Apple Inc. took the wraps off a faster 4G-equipped iPad starting at $629, hoping the latest version of its tablet can safeguard its dominance as rivals from Amazon.com Inc. to Samsung Electronics pile into the market.
Chief Executive Tim Cook, presiding today over his second major product launch since 2011's voice-enabled iPhone 4S, introduced the highly anticipated third iteration of the tablet, which is available for pre-orders starting today and will hit store shelves March 16.
The high-end model of Apple's latest iPa d will be capable of operating on a high-speed 4G "LTE," or Long-Term Evolution, network. At speeds roughly 10 times faster than current 3G technology, that may help banish the sometimes shaky video quality of older devices.
Wall Street had anticipated many of the features Cook cited, including a higher-definition "retina display" and a better camera.
"The iPhone 4S showed us that Apple doesn't need to out-do itself with new product designs to continue extending its domination of a category," said CCs Insight analyst John Jackson.
Apple is betting a 4G-equipped iPad will tempt more U.S. consumers to pay extra for higher-quality video on the go. That, in turn, should give Verizon Wireless and AT&T Inc a revenue boost, analysts say.
Until now, buyers have been reluctant to shell out extra cash even for iPads with slower 3G connections. The cheaper Wi-Fi-only model, with much more limited Web access, is by far Apple's top-selling one today.
An updated version of the Wi-Fi-only model remains at $499. The most expensive 4G model, with 64 gigabytes of storage, will go for $829.
The company is counting on a warm reception to its latest tablet to fend off an increasingly aggressive challenge from Google Inc Android-powered tablets, with Microsoft Corp software-driven devices slated to come soon.
"Everyone's been wondering who will come out with a product that's more amazing that the iPad 2," Cook said.
"Stop wondering: we are."
Shares of Apple, which had trended upward by as much as 1 percent in morning trade, dipped briefly into negative territory as the iPad was unveiled, following a familiar pattern established at previous launches.
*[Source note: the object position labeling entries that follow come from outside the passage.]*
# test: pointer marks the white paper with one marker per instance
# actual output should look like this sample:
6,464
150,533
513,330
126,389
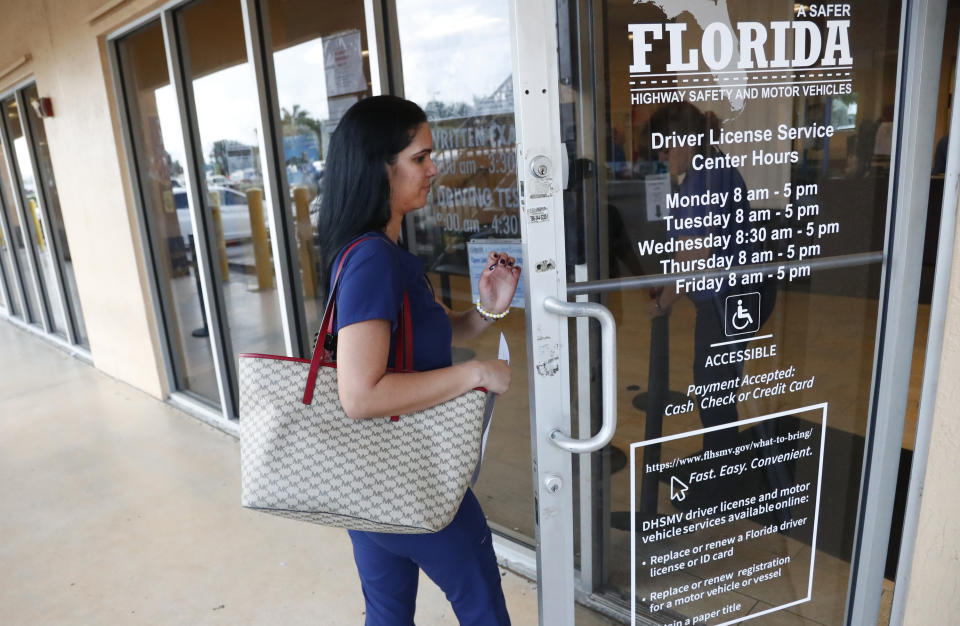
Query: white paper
503,353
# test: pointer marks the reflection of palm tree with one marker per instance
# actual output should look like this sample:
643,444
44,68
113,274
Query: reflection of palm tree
294,117
297,117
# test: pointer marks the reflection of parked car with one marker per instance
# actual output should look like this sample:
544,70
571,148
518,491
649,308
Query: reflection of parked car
234,213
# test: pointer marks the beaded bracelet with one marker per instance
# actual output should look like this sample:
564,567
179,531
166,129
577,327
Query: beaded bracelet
486,316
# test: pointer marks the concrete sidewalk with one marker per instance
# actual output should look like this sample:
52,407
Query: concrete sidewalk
116,508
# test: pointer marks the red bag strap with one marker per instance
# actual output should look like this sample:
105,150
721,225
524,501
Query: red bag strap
403,355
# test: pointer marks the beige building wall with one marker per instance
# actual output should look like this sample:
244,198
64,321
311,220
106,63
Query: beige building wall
66,56
934,594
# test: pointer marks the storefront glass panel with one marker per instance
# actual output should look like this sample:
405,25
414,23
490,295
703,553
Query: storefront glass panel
6,259
12,242
321,64
35,218
159,155
456,65
17,243
735,196
52,207
225,96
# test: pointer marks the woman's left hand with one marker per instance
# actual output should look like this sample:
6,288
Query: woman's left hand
498,282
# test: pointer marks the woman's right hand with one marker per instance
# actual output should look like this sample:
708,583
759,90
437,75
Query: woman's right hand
494,375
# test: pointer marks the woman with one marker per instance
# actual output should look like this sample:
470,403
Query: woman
378,170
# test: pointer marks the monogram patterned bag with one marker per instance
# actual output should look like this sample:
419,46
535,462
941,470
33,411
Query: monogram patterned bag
302,457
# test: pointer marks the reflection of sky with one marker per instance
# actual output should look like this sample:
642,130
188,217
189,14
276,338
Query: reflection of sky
453,51
450,53
228,110
26,168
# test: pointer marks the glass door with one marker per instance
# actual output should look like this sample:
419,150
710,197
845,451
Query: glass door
710,185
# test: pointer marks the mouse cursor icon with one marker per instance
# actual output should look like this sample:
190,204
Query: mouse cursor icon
678,490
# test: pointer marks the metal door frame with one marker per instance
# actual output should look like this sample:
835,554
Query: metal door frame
535,58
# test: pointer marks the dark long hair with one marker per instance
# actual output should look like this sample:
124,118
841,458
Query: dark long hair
356,190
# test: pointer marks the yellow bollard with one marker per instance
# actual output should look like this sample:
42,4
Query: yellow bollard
218,231
36,222
305,241
261,245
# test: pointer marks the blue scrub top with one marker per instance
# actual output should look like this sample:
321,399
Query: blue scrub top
372,282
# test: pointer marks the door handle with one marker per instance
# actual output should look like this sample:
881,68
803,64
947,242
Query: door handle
608,368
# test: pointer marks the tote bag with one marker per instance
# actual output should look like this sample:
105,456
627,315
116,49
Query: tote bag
302,457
Earlier in the session, Cook again held forth on what he called a "post-PC world," in which users move increasingly away from traditional desktop and laptop computing and toward an array of portable devices, including tablets.
Smartphones and tablets are start ting to eat into PC sales as mobile technology gets more advanced and available content expands.
Some experts believe mobile devices, as they get more powerful, will eventually displace PCs in many markets, hurting business for the likes of Hewlett Packard and Dell .
The global tablet user base reached 67 million in 2011, according to researcher Strategy Analytics. Analysts expect double-digit growth in general of tablet sales in coming years.
Cook also announced that the company's new $99 Apple TV set-top box, a concept that late CEO Steve Jobs had called a "hobby," now supports high-definition 1080p screen technology.
"Last year alone we sold 172 million post-PC devices," Cook told the audience at the Yerba Buena Center in downtown San Francisco, Apple's preferred venue for product unveilings.
"And this made up 76 percent of our revenues. This is incredible."